A deusa trivalente
- Algo me diz que você esperava alguém diferente - disse sorridente Gwaeddan, ao ser apresentada à Agnes por Parnell.
Agnes ficou sem jeito. Mal havia dormido a noite anterior, em expectativa pelo seu encontro com a misteriosa ferreira negra, e agora que a havia encontrado, descobrira que ela não era, bem... negra.
- Gwaeddan vive com o rosto sujo de fuligem, e usa aventais de couro preto sobre a roupa, para se proteger de fagulhas... então, acabou ficando conhecida como Gwaeddan, a Negra - explicou Parnell com uma ponta de malícia, para Agnes; a qual, bem que gostaria que a mãe adotiva houvesse lhe dado esta explicação na noite anterior.

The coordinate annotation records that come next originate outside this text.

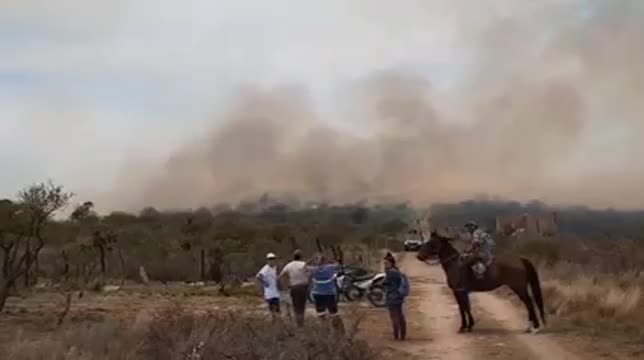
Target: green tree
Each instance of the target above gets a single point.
(22, 231)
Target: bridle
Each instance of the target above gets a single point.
(441, 262)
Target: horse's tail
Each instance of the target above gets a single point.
(535, 286)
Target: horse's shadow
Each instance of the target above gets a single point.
(499, 331)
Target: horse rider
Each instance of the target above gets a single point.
(479, 252)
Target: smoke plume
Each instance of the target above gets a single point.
(547, 108)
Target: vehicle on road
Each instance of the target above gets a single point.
(412, 244)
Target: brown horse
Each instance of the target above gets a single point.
(517, 273)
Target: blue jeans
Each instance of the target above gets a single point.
(398, 322)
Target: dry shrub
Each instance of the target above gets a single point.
(594, 301)
(177, 334)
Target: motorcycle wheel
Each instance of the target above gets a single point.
(353, 293)
(377, 296)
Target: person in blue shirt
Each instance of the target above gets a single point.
(323, 276)
(395, 300)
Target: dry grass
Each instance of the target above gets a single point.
(600, 303)
(592, 286)
(174, 333)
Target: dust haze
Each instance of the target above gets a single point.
(548, 108)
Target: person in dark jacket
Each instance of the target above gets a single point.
(393, 281)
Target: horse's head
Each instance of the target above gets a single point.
(432, 247)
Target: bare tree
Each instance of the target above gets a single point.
(22, 231)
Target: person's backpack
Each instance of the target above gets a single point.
(403, 289)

- Nunca iria imaginar que houvesse uma mulher ferreira, - declarou Agnes diplomaticamente - até ver a figura de uma, no códice que minha mãe me mostrou.
- E agora que está diante de uma, qual é a sua impressão? - Indagou Gwaeddan, os braços fortes cruzados sob o busto.

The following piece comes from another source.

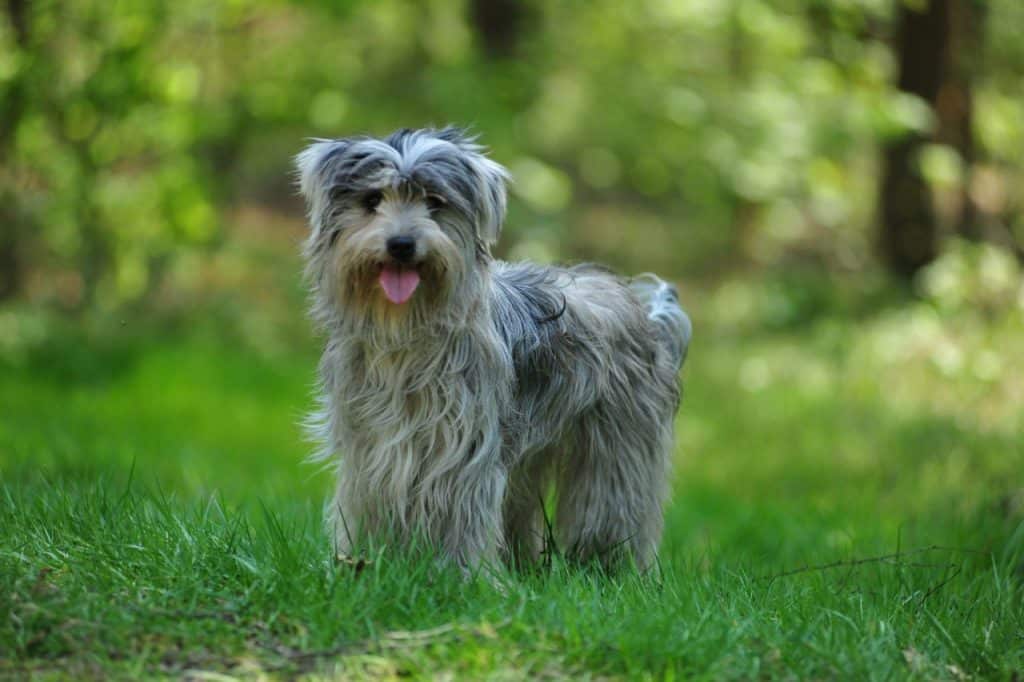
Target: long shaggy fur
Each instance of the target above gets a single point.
(451, 415)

- Você é grande - replicou Agnes.
- Essa é a primeira coisa que as pessoas percebem - Gwaeddan continuava a sorrir. - E eu tenho que ser, para poder malhar o ferro, fazer espadas e arados.

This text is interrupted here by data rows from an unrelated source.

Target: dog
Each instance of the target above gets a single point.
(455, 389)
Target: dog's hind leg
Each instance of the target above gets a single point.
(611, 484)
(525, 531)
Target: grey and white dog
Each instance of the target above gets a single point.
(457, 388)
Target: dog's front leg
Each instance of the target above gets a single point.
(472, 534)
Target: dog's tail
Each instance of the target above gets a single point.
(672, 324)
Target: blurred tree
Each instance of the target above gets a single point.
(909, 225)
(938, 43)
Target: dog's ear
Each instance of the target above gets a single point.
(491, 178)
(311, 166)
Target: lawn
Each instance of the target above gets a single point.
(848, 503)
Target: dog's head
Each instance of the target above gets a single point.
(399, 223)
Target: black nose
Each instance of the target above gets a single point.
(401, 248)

Agnes olhou ao redor. A tenda de Gwaeddan ficava ao lado de sua choupana, nos arredores do vilarejo, na direção oposta à casa de Grissell Aldebourne, a cervejeira.
- Você cuida de tudo aqui sozinha? - Indagou.
Gwaeddan olhou para Parnell e descruzou os braços:
- Sua filha quer ser minha aprendiz? - Indagou.
A velha fez um muxoxo.
- Acho que ela não tem porte físico para isso; Agnes está é curiosa sobre quantas profissões as mulheres podem exercer no nosso mundo, e algumas, como a sua, estão meio em desuso... mas quem sabe, não pode ensinar-lhe um truque ou dois?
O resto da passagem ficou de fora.